Texte mineur, peut-être. Mais il me semble qu'avec lui entre discrètement dans l'histoire de la pensée une question à laquelle la philosophie moderne n'a pas été capable de répondre, mais dont elle n'est jamais parvenue à se débarrasser. Et sous des formes diverses, voilà deux siècles maintenant qu'elle la répète. De Hegel à Horckheimer ou à Habermas, en passant par Nietzsche ou Max Weber, il n'y a guère de philosophie qui, directement ou indirectement, n'ait été confrontée à cette même question : quel est donc cet événement qu'on appelle l'Aufklärung et qui a déterminé, pour une part au moins, ce que nous sommes, ce que nous pensons et ce que nous faisons aujourd'hui?
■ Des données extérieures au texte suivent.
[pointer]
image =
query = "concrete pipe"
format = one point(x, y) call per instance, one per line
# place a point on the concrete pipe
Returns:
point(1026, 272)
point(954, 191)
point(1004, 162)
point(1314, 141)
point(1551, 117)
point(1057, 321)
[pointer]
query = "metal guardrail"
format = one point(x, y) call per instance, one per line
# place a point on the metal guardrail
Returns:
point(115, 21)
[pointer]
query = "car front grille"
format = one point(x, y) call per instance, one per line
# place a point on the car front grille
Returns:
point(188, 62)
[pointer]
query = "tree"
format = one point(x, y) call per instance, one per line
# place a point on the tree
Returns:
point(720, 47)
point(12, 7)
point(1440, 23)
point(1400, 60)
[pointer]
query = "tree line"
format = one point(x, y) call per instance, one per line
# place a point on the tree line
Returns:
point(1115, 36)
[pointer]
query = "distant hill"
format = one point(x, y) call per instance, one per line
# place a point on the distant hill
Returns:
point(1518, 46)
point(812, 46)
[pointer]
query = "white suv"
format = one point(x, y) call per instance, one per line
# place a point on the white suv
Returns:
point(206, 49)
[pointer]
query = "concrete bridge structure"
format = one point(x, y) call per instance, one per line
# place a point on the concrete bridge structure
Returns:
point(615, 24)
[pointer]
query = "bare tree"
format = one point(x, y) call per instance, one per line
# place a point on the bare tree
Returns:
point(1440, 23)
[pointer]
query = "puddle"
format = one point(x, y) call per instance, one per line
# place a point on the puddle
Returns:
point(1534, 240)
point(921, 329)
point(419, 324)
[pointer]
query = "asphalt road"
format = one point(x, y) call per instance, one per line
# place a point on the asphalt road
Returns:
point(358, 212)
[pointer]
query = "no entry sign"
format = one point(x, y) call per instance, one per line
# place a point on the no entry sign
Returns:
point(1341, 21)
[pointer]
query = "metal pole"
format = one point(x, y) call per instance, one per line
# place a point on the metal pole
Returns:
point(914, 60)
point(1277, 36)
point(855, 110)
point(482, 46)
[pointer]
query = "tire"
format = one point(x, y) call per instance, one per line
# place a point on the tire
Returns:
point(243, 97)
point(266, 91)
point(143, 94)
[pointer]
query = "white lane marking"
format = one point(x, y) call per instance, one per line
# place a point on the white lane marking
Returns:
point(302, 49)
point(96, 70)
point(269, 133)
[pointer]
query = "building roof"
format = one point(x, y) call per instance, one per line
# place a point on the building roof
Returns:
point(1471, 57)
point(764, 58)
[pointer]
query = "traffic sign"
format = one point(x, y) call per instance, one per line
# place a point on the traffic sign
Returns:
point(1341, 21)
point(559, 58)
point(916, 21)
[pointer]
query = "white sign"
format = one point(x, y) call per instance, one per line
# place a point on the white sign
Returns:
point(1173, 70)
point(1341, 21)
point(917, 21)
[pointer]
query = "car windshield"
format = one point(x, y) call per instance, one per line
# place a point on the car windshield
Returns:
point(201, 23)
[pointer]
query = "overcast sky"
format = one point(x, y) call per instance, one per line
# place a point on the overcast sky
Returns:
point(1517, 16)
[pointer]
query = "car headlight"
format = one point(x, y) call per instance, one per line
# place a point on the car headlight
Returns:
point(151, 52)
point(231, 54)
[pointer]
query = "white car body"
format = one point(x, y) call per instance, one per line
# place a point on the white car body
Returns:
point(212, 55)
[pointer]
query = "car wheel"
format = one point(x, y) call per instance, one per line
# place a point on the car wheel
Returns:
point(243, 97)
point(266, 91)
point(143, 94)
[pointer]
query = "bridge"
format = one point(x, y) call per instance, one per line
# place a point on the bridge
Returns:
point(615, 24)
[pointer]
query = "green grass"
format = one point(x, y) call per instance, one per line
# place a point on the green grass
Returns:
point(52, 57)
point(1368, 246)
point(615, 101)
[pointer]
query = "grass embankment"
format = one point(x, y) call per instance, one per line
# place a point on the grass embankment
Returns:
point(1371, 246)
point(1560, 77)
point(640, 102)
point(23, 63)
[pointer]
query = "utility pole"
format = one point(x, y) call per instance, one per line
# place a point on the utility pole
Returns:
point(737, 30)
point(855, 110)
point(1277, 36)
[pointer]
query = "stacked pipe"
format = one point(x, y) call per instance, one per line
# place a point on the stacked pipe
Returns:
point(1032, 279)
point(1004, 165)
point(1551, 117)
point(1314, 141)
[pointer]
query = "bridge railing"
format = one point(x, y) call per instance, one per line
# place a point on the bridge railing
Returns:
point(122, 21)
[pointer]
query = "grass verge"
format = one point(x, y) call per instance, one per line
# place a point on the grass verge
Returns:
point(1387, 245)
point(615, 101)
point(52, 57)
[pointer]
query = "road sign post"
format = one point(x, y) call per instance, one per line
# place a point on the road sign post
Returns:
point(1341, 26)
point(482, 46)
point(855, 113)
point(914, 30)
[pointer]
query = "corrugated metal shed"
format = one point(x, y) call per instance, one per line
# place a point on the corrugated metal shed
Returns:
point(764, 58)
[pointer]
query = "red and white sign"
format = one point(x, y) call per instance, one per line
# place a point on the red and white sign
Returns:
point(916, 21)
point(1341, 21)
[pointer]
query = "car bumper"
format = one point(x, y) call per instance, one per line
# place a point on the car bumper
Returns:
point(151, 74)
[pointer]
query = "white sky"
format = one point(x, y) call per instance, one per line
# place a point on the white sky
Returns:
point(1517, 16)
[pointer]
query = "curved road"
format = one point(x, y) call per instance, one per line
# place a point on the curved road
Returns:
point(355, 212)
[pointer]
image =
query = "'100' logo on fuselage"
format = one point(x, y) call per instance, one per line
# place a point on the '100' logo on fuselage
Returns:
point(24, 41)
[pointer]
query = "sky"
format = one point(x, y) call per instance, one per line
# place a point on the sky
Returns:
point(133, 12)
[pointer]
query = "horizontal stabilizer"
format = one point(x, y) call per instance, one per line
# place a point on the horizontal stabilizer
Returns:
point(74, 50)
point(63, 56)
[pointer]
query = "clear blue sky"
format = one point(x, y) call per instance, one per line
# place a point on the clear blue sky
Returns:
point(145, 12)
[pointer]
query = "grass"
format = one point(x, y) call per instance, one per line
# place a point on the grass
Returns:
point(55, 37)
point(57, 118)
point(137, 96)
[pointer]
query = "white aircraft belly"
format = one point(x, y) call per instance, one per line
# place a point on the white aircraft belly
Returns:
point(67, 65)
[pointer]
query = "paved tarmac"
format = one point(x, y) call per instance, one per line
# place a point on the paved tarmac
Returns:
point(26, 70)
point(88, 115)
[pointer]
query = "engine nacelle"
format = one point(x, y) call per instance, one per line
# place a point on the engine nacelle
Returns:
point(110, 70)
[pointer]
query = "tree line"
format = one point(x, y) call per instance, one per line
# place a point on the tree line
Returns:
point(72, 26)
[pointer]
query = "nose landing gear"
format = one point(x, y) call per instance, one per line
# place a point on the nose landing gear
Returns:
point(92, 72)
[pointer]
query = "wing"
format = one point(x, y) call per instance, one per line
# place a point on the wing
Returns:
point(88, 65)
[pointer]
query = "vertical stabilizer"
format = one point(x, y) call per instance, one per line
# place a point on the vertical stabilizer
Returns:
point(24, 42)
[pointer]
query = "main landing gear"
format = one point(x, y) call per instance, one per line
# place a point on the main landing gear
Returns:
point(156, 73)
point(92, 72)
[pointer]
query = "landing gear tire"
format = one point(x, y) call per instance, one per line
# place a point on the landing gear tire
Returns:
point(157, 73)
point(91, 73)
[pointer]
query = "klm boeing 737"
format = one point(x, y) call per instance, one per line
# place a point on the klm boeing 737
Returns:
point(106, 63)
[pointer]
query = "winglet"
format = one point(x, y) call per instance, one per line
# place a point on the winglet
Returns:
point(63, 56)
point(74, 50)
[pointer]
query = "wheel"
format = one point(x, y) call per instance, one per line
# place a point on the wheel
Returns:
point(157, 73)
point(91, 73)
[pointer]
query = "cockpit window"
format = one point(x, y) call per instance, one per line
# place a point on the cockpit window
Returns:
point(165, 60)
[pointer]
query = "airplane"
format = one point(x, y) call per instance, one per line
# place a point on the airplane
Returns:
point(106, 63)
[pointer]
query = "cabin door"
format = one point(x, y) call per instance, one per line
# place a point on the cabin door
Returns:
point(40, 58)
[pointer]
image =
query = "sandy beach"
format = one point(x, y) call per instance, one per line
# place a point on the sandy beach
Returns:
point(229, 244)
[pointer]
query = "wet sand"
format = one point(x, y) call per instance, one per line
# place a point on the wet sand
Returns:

Imaginons que la Berlinische Monatsschrift existe encore de nos jours et qu'elle pose à ses lecteurs la question : « Qu'est‑ce que la philosophie moderne? »; peut‑être pourrait‑on lui répondre en écho : la philosophie moderne, c'est celle qui tente de répondre à la question lancée, voilà deux siècles, avec tant d'imprudence: Was ist Aufk1ärung?
Arrêtons‑nous quelques instants sur ce texte de Kant. Pour plusieurs raisons, il mérite de retenir l'attention.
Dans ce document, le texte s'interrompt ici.